I was chosen for this!
His life, from childhood until this exact moment, was like a movie script where he’d been the inevitable action hero.
Action hero. The words echoed in his head. He hadn’t thought of himself that way before. But that’s who he was. It was perfect. At every turn he’d taken the right action, moved forward, left the others behind—before they even knew what was happening.
And he was about to do it again. He had a plan that would achieve all the goals, and then some. He’d used this return trip, these two days when everyone else had just dozed and twiddled their thumbs, to dig into the details and come up with the right actions. His crew would be helpless to stop him.
He half closed his eyes and pictured it, his hands subtly performing the motions as if he were a conductor directing an orchestra. Reach here, move that, see this, say those words. A symphony of his own making, the ship responding, his actions setting the course of history.
A small thought popped into his reverie, unbidden. His smile faded and he frowned, picturing what it meant. He walked through the plan, seeing how it would unfold with this unwanted input, clicking through if/then statements, churning the wheel, checking the readout, then changing assumptions and rerunning it. Repeating until he had a way to make it work. As he saw the solution, his smile returned.
He checked his watch—enough time before tomorrow’s main event.

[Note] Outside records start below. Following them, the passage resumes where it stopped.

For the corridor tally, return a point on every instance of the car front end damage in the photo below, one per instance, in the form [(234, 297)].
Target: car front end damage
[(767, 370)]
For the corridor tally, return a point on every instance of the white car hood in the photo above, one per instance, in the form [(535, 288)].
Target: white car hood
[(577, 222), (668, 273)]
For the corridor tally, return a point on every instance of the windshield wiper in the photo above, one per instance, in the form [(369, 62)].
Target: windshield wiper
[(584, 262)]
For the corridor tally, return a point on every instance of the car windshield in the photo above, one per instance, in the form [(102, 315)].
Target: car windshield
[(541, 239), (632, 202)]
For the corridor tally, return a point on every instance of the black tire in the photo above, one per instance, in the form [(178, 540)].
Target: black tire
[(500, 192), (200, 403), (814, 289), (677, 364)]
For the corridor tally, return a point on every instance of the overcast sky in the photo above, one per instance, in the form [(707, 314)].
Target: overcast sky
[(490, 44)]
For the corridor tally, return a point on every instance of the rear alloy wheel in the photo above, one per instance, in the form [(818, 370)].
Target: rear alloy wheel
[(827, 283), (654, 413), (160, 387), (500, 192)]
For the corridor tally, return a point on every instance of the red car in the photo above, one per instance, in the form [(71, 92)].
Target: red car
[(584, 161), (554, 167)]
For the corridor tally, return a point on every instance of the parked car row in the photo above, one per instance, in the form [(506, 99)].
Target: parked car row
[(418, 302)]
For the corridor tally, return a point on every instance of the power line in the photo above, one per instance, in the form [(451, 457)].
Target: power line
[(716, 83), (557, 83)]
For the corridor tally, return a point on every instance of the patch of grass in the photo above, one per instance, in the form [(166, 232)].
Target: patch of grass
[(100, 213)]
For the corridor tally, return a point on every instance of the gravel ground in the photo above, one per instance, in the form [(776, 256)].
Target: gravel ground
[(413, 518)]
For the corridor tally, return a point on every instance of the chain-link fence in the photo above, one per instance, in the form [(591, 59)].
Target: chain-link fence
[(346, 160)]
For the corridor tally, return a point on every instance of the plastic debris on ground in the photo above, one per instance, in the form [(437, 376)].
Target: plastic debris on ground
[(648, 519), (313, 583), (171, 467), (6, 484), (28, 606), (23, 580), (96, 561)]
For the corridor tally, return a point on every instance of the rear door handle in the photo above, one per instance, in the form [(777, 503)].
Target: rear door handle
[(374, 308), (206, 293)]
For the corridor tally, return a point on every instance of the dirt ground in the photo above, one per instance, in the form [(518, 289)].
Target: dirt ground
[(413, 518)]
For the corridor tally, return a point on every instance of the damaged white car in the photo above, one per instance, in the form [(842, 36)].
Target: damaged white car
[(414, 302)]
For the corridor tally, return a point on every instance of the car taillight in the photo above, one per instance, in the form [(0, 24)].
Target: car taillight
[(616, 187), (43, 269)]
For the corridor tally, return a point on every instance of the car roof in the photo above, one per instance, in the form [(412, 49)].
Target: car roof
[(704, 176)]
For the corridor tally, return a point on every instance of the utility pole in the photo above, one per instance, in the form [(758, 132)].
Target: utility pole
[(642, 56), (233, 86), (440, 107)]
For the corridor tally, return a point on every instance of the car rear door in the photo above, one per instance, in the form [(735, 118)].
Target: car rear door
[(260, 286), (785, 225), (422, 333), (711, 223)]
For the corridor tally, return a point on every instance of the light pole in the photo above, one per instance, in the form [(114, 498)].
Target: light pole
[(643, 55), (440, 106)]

One last look at himself in the window, the growing brightness of Earth highlighting his face, the endless darkness behind.
Action hero.
First nights on ships always kept Kaz awake. He wasn’t sure why. Maybe it was the new sounds, the different motions of this particular hull in the water, the hardness of the thin Navy-issue mattress on the berth. From experience he knew it would be better the second night, and after a few days he’d sleep soundly. But for now, he was restless in the darkness of his small cabin aboard the USS New Orleans. He opened his eyes wide. Weird, he thought, not for the first time. An inner room on a ship with watertight closed hatches made for total darkness. He could feel that his eyelids were open, but his eye could see absolutely nothing.